Against Roman Catholics, as men, we have no hostility [anger]. Against their religion, in it religious character, we ask no legislation, offensive or defensive; we leave it to be combatted by the appropriate weapons of education and religious institutions; but against political principles interwoven with their religion, we do ask legislative defense. This distinction must be made if we would not be the dupes and victims of foreign intrigue [plotting]. Our constitution happily allows the free toleration of all religions; it is for this toleration that we plead against a religion which refuses it. Does our constitution, by allowing the toleration of all religions, contemplate the toleration of a politically intolerant religion? the toleration of political principles subversive [intending to destroy] of our free institutions, merely because interwoven with a religious creed [statement of religious belief]? Are political principles subversive of our free institutions less dangerous, or less the subjects of constitutional condemnation [disapproval], because they are part of a religious system? Does our constitution intend to tolerate a religion, which would erect a church establishment subjecting the civil authorities, and our civil and religious liberties, to its religious and despotic [authoritarian] control? Does it allow the mere name of religion to sanctify [make holy] such political principles subversive of its very spirit and intention? Our constitution is not suicidal.
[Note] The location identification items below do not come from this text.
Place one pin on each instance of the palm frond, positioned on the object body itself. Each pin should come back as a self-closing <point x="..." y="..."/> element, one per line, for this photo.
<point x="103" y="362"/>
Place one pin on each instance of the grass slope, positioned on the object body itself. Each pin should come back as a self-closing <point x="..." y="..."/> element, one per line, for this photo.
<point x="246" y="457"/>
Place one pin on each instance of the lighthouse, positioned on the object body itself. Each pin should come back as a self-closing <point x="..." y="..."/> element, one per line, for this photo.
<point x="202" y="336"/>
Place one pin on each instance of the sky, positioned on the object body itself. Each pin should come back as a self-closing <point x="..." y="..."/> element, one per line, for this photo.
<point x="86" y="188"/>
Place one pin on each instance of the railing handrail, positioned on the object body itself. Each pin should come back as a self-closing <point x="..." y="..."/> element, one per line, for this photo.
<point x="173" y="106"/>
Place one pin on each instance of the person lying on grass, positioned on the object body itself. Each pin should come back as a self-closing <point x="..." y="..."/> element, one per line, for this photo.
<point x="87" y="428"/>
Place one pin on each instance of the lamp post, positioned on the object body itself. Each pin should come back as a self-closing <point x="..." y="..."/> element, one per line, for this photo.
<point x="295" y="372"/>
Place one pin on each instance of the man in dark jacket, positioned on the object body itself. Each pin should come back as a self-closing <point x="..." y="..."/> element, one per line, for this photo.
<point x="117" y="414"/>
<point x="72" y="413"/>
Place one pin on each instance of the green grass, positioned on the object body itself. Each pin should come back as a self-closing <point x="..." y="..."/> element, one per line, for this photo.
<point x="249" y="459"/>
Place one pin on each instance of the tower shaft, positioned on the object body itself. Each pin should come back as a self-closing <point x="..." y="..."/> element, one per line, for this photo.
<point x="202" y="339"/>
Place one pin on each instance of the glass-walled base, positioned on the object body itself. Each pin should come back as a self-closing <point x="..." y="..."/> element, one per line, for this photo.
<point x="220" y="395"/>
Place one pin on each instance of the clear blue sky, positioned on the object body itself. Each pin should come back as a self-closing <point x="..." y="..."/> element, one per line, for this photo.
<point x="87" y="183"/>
Your Memorialists, unwilling to encroach on your patience, earnestly petition your honorable body to inquire whether the principles of Roman Catholics, as held at present as well as formerly, are not political and hostile to civil and religious liberty; and whether their religion is not essentially political, requiring the union of Church and State, and the subjection of the latter to the former: and whether it does not require allegiance [loyalty] to the Pope of Rome, holding the obligation to obey him, as paramount to all other authority, and his subjects not bound even by an oath, when he requires the breach of it for the sake of his religion? And whether it does not justify, and imperiously [urgently] require, legislative defense against this influence in our government; and further, whether there be not a plan in operation, powerful and dangerous, under the management of the Leopold Foundation, for the subversion of our civil and religious liberties, to be effected by the emigration of Roman Catholics from Europe, and by their admission to the right of suffrage with us in our political institutions; and further, whether any amendment of the laws of naturalization can more fully secure our free institutions, our liberties, civil and religious, against the danger of subversion by foreign influence, despotic tyrannical principles, even under the cloak of religion. All which is respectfully submitted.